Personal life
- Born: On the day of Judah haNasi's death Babylonia
- Era: Second generation Amoraim (3rd–4th centuries)
- Known for: Amora of the second generation, Talmudic scholar

Religious life
- Religion: Judaism

Senior posting
- Teacher: Abba Arikha
- Based in: Pumbedita, Babylonia

= Adda bar Ahavah =

Two Jewish rabbis and Talmudic scholars

Adda bar Ahavah or Adda bar Ahabah (רב אדא בר אהבה) is the name of two Jewish rabbis and Talmudic scholars, known as Amoraim, who lived in Lower Mesopotamia, a region known in Jewish texts as "Babylonia".

==The amora of the second generation==

Rav Adda bar Ahavah was a Talmudist who lived in Babylonia, known as an amora of the second generation (third and fourth centuries), frequently quoted in both the Jerusalem and the Babylonian Talmuds. He is said to have been born on the day that Judah haNasi died. He was a disciple of Abba Arikha, at whose funeral he rent his garments twice in mourning for the great scholar.

At Pumbedita, Rav Adda gathered about him many pupils, whom he taught sometimes in the public thoroughfares. He lived to an old age, and when interrogated on the merits that entitled him to be so favored, he listed his merits as follows:

No one has ever preceded me to the synagogue, nor has any one ever remained in the synagogue after my departure. I never walked as much as four cubits without meditating on the Law, and never thought of its contents at places not scrupulously clean. Nor did I prepare a bed for myself to enjoy regular sleep, nor did I disturb my colleagues by walking to my seat at college among them. I never nicknamed my neighbor nor rejoiced at his fall. Anger against my neighbor never went to bed with me, and I never passed the street near where my debtor lived; and while at home I never betrayed impatience, in order to observe what is said: "I will walk within my house with a perfect heart."

In another talmudic tale, Rav Adda observed on the street a woman named Matun ("Patience") dressed in a manner unbecoming a modest Jewish woman and he ripped off her clothing.

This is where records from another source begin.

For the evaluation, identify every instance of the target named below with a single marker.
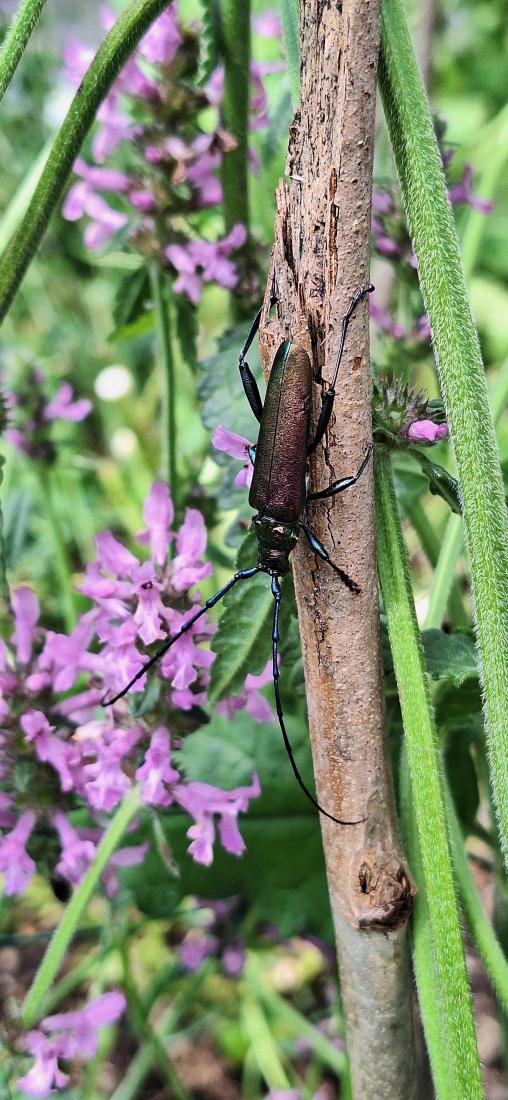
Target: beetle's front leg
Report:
(249, 382)
(343, 483)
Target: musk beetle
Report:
(278, 490)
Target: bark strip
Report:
(320, 260)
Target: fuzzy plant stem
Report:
(428, 798)
(96, 84)
(166, 365)
(50, 966)
(15, 40)
(462, 377)
(236, 45)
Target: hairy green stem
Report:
(166, 365)
(96, 84)
(236, 45)
(485, 938)
(462, 376)
(61, 559)
(143, 1027)
(15, 40)
(289, 18)
(427, 785)
(429, 991)
(34, 1000)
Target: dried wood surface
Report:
(320, 259)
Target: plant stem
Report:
(462, 376)
(96, 84)
(143, 1027)
(15, 40)
(64, 933)
(427, 787)
(236, 45)
(166, 364)
(61, 559)
(289, 17)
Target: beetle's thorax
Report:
(275, 541)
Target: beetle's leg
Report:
(343, 483)
(330, 395)
(249, 382)
(243, 574)
(275, 638)
(320, 550)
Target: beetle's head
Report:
(275, 542)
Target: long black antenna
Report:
(275, 639)
(243, 574)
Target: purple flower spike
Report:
(426, 431)
(26, 612)
(238, 447)
(156, 770)
(63, 408)
(14, 862)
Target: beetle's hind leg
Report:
(322, 552)
(343, 483)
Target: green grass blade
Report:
(462, 376)
(111, 55)
(15, 40)
(455, 1011)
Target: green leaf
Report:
(450, 656)
(211, 40)
(130, 297)
(282, 872)
(187, 330)
(440, 482)
(243, 641)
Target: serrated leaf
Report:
(450, 656)
(243, 641)
(440, 482)
(130, 297)
(282, 872)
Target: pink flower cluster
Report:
(50, 721)
(32, 411)
(66, 1035)
(174, 162)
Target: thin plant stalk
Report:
(236, 45)
(96, 84)
(61, 559)
(15, 40)
(166, 364)
(427, 788)
(53, 958)
(462, 376)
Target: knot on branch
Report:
(387, 894)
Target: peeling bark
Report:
(320, 259)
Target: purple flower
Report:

Unfortunately for him, the woman was a Samaritan, and thus not subject to Rabbinic jurisdiction, and for the attack on her he was condemned to pay a fine of 400 zuz, and thereupon he exclaimed, "Matun, matun [patience, patience] you were worth 400 zuz to me!"

The following is attributed to Rav Adda: "The man who is conscious of sin and confesses it, but does not turn away from it, is like the man who holds a defiling reptile in his hand; were he to bathe in all the waters of the world, the bath would not restore him to cleanness. Only when he drops it from his hand, and bathes in but forty seahs (about 100 gallons) of water he is clean."

===Legends as to his sanctity===
In talmudic legend, Rav Adda's piety was purportedly so highly valued by heaven that no favor asked by him was ever refused. In times of drought, for example, when he pulled off just one shoe (preparatory to offering prayer), an abundance of rain descended; but if he pulled off the other, the world was flooded. Even his teacher, Rav, realized Adda's protective influence. On one occasion when he and Samuel of Nehardea, accompanied by Adda, came to a tottering ruin, and Samuel proposed to avoid it by taking a circuitous route, Rav observed that just then there was no occasion for fear, since Rav Adda, whose merits were very great, was with them; consequently no accident would befall them. Samuel's great colleague Rav Huna also believed in and availed himself of Rav Adda's supposed miraculous influence with heaven. Rav Huna had a lot of wine stored in a building that threatened to collapse. He was anxious to save his property, but there was danger of accident to the laborers. Therefore, he invited Rav Adda into the building, and there engaged him in legal discussions until the task of removing its contents was safely accomplished; hardly had the rabbis vacated the premises when the tottering walls fell.

==The disciple of Rava==

A second Rav Adda bar Ahavah was also a Jewish Talmudist, a disciple of Rava, addressed by Rava as "my son." In a discussion the elder rabbi once rebuked him as devoid of understanding. Subsequently, he studied under Rav Pappa and waited on Rav Nachman bar Yitzchak.